More than four years after the deadly collapse of the Champlain Towers South condominium complex in Surfside, Florida, federal investigators are expected to announce their preliminary findings on Tuesday regarding the cause of the tragedy.
“It is more likely that the collapse initiated in the pool deck than the tower,” a slide deck prepared ahead of today’s National Construction Safety Team Advisory Committee meeting states.
Champlain Towers South was an oceanfront complex just north of the Miami Beach city line.
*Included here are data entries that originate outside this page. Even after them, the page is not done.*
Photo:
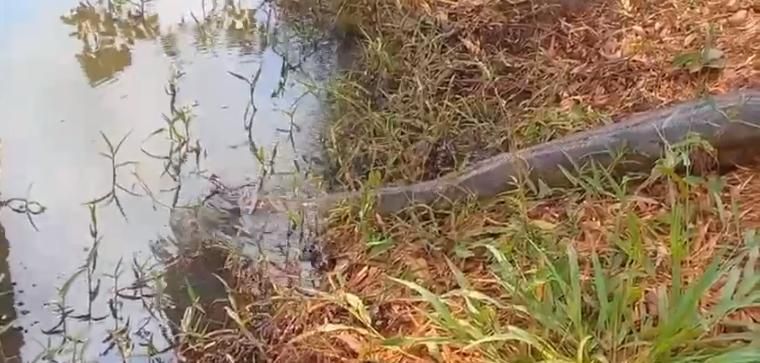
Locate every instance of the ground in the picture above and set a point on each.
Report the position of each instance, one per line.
(648, 268)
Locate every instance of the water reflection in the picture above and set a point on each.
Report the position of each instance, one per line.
(11, 338)
(106, 37)
(109, 33)
(129, 53)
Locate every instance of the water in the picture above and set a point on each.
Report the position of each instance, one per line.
(68, 74)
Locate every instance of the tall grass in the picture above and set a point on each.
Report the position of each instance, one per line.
(614, 303)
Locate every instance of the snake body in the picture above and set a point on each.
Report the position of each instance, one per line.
(730, 122)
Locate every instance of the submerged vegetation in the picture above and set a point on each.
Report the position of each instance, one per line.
(659, 267)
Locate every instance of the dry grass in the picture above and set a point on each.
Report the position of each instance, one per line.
(362, 313)
(439, 84)
(446, 83)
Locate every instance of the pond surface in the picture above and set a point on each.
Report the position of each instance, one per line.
(73, 75)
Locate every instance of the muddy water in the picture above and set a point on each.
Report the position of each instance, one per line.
(69, 73)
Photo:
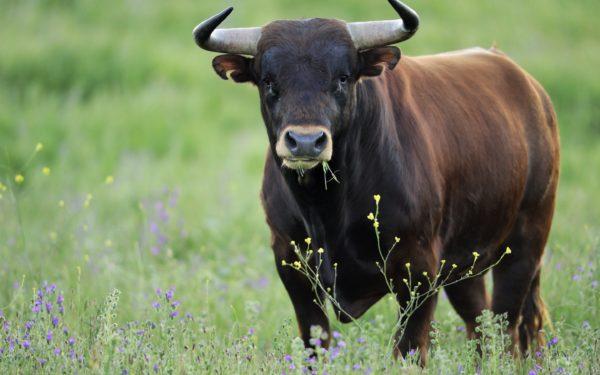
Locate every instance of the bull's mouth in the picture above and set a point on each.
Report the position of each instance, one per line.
(301, 163)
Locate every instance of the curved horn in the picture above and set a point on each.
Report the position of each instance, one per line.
(373, 34)
(237, 41)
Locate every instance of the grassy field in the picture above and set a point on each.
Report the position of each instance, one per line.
(152, 182)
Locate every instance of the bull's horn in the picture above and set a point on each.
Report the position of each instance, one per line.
(373, 34)
(237, 41)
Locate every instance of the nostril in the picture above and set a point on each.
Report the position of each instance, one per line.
(290, 142)
(321, 142)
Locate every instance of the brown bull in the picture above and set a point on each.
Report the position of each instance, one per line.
(463, 148)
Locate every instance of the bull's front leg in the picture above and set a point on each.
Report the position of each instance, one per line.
(417, 303)
(302, 295)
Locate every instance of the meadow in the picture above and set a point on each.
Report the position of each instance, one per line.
(132, 239)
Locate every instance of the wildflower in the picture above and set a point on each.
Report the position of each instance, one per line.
(88, 200)
(169, 294)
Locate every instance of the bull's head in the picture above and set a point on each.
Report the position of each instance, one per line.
(306, 72)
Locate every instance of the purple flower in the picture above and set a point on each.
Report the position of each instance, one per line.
(169, 294)
(37, 304)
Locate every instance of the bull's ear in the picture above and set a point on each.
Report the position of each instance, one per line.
(373, 61)
(239, 68)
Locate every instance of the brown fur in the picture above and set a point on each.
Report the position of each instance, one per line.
(463, 148)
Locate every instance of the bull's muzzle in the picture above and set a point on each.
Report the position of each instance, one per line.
(304, 146)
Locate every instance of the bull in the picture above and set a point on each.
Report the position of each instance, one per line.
(462, 147)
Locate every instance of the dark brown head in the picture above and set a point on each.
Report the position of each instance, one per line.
(306, 72)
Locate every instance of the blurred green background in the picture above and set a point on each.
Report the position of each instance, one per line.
(118, 88)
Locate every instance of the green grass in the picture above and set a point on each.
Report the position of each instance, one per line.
(119, 88)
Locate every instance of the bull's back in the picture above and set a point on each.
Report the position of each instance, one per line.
(491, 134)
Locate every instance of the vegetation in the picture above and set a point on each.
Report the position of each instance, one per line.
(131, 234)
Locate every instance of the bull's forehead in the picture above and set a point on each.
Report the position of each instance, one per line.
(316, 44)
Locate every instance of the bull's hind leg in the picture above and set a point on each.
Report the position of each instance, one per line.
(516, 278)
(469, 298)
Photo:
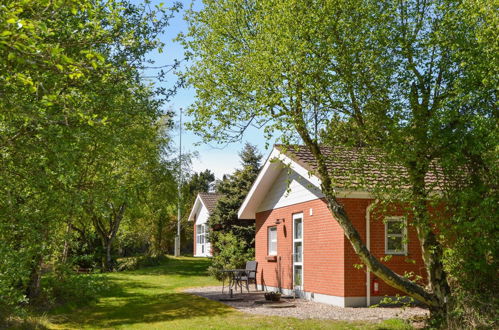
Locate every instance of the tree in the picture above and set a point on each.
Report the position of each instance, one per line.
(70, 81)
(226, 231)
(390, 73)
(196, 183)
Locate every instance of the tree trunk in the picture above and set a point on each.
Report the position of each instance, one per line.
(65, 249)
(375, 266)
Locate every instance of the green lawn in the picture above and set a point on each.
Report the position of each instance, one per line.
(151, 298)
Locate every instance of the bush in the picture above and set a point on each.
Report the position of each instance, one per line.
(231, 253)
(133, 263)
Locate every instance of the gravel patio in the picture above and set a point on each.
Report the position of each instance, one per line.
(305, 309)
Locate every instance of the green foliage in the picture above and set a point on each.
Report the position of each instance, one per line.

The collapse of the structure killed 98 people in the middle of the night in June 2021.
This aerial view, shows search and rescue personnel working on site after the partial collapse of the Champlain Towers South in Surfside, north of Miami Beach, June 24, 2021.
Chandan Khanna/AFP via Getty Images
Researchers from the National Institute of Standards and Technology have preliminarily concluded that the pool deck started to collapse more than seven minutes before the building fell to the ground, confirming what was suggested in earlier media reports.
The exact cause of the collapse has been under investigation in the years since the incident, but investigators have long focused part of their attention on the pool deck.
This aerial view, shows search and rescue personnel working on site after the partial collapse of the Champlain Towers South in Surfside, north of Miami Beach, June 24, 2021.
Chandan Khanna/AFP via Getty Images
“At the time of the failure, the pool deck’s slab-column connections had critically low margins of safety,” the presentation notes. “The bulk of the critically low margins of safety was caused by design understrength and misplaced slab reinforcement.”
Officials noted in their presentation that issues with the pool deck existed from the time Champlain Towers South was built more than four decades ago.
“The structure had low resistance to progressive collapse, allowing the collapse of the pool deck to spread into and throughout the middle and east parts of the tower,” the slides added.
The federal probe into the collapse has been delayed several times. The final investigative report was previously expected to be completed in 2025, but that goal has since been pushed back another year.